Benefits of virtual audits


This form of demand side energy monitoring and the wealth of data produced has numerous advantages for the end use customer, energy supplier and energy research agencies. This data can be used to better model future energy demand, maintain greater supply integrity and allow the building owner more transparency as to how energy is used within the building.

To support these functions many companies now provide cheap rapid online auditing services which utilise this data and put it into practice as an effective means of identifying equipment energy ‘hogs’ or ineffective building management controls. Accurate knowledge of appliance energy consumption can be used to support incentive programs to promote ‘off peak’ energy consumption and even offer the end user an accurate means of appliance benchmarking and cost benefit analysis when purchasing new appliances.

Research focus


The focus of this article is exclusively on the consumption of electrical energy and the identification of specific appliance consumption. The disaggregation concept which will be discussed is based on magnitude changes in real and reactive power consumption. This concept is typically referred to as ‘Transitions in Steady State Power’ a concept which was first introduced by George W Hart of MIT and is often favoured over other methodologies due to its relatively low cost and straightforward approach.

The underpinning fundamental principle relies on the fact that many appliances have dissimilar electrical characteristics which will in turn generate different signatures upon activation/deactivation. For instance, an electrical element such as an element used in a kettle is purely resistive in nature (i.e. it does not have inductive or capacitive properties). This means that the power drawn by the element will be entirely ‘real’ power with no reactive component.

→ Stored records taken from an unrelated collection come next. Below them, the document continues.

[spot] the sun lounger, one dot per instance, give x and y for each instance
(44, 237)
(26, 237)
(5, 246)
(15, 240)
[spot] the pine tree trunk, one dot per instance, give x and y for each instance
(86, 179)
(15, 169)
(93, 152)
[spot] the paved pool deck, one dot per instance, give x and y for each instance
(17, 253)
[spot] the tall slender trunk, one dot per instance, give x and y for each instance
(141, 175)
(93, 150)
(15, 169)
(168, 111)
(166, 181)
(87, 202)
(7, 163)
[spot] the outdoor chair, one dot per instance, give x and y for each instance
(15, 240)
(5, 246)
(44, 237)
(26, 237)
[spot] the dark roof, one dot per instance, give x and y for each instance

This is due to the fact that both the current and voltage wave forms are in phase with each other. Conversely a motor would have both real and reactive components due to the coil winding resistance and the inductive nature of the device. When plotted on a 2-D plane, Real power (Watts) vs. Reactive power (VAR), the points are immediately distinguishable from each other. The resulting signatures are often quite distinct from each other, however due to signature overlapping which often occurs the concept is not well suited to multiple identical devices or large numbers of devices in the monitored scope.

A sample device signature from a three phase motor is represented in Fig.1 showing the device consumption versus time and also the observed signature plot resulting from On/Off events. In this study the magnitude change in overall consumption resulting from device switching is referred to as ‘Delta PQ’ and the kW and kVAR change is denoted dP and dQ respectively. The dP and dQ are used for brevity and the P & Q labels are consistent with electrical engineering convention when representing real and reactive powers.

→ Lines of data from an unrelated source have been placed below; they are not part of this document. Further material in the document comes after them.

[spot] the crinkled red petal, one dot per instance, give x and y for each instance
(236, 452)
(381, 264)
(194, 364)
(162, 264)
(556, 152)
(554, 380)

The Delta PQ signature plot is constructed from multiple dP and dQ readings obtained during device fingerprinting and is plotted for visual representation on a 2-D plane in Fig.1. The approach is then to use this signature along with feature recognition algorithms to classify new unknown events as On/Off cycling of various appliances. If the magnitude change and runtime of the device is known then its power consumption can be calculated to a reasonably high accuracy.

Although in theory this could be performed by a permanently installed smart meter, in this study a portable energy meter was used which was clamped to the main incomer via current transformers. To address the shortfall in publicly available test data regarding the efficacy of power based NILM in the field multiple studies were performed. The capabilities of the power based approach and how accurate it could be when applied to different equipment under various test conditions was assessed.

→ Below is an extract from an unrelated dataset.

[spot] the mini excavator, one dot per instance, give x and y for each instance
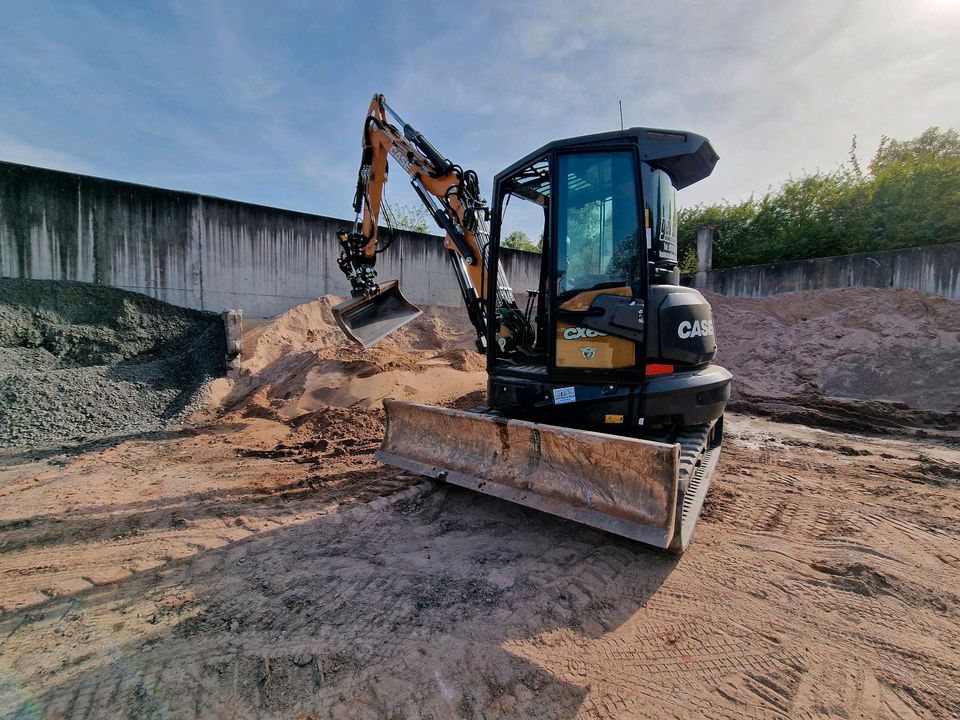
(603, 406)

Three building studies were put to the test;

  1. UCC’s Electrical engineering building (large scale)

Primarily consists of electrical & electronic laboratories, computer labs, lecture rooms and offices with a total floor area 2791 m2.  The electrical signal was sampled at the building main meter (Point of common coupling) therefore the study encompasses the entire building electrical energy consumption.

Purpose of study: Uncontrolled tests. To emphasize the complexity of achieving individual appliance recognition using steady state power methods on a building of this size.

  1. UCC’s Cavanagh pharmacy building distribution board (medium scale)

The pharmacy building consists of biochemical & pharmacology laboratories, lecture theatres and offices with a total floor area of 5600 m2. In this case the electrical signal was sampled at a plant room sub distribution board which serves 27 items (primarily fans and pumps operated by three phase motors).

Purpose of study: Controlled tests. To assess the performance of the NILM algorithm on a scale where it is frequently employed in commercial energy monitoring applications.

  1. Household appliance study (small scale)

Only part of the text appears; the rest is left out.